Uptown
- Type: Alternative weekly
- Format: Broadsheet
- Owner: FP Newspapers
- Founded: 1985/1987
- Language: English
- City: Winnipeg
- Sister newspapers: Winnipeg Free Press
- Website: Official website at the Wayback Machine (archive index)

= Uptown (newspaper) =

Alternative weekly in Manitoba, Canada

Uptown (originally the Uptown Gazette) was an alternative weekly arts and entertainment newspaper in Winnipeg, Manitoba, Canada. Like most alternative weekly newspapers in Canada, Uptown includes articles regarding the arts and entertainment, CD reviews, concert reviews, book reviews and extensive current events listings. However, unlike others in its genre (such as Now Magazine, Voir and the Georgia Straight), Uptown generally does not provide any substantial coverage of current issues events apart from occasional columns concerning local news.

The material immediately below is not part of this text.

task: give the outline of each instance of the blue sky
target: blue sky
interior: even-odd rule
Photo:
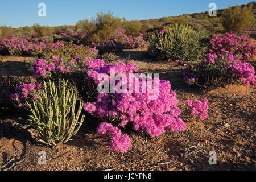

The Uptown Gazette originated as an independent newspaper, and its existence has at times been precarious. Briefly in the 1990s, it published a second newspaper, Uptown 2. During the late 1990s Uptown faced a challenge from several competing alternative weeklies, most notably from Perimeter magazine, but it emerged as the sole survivor. Uptown was purchased in 2005 by FP Newspapers, owners of the Winnipeg Free Press. Little about Uptown has changed since the acquisition, except for a relocation from its previous Exchange District offices to the suburban St. James area. In 2012 Uptown was transformed into a weekly supplement to the Winnipeg Free Press.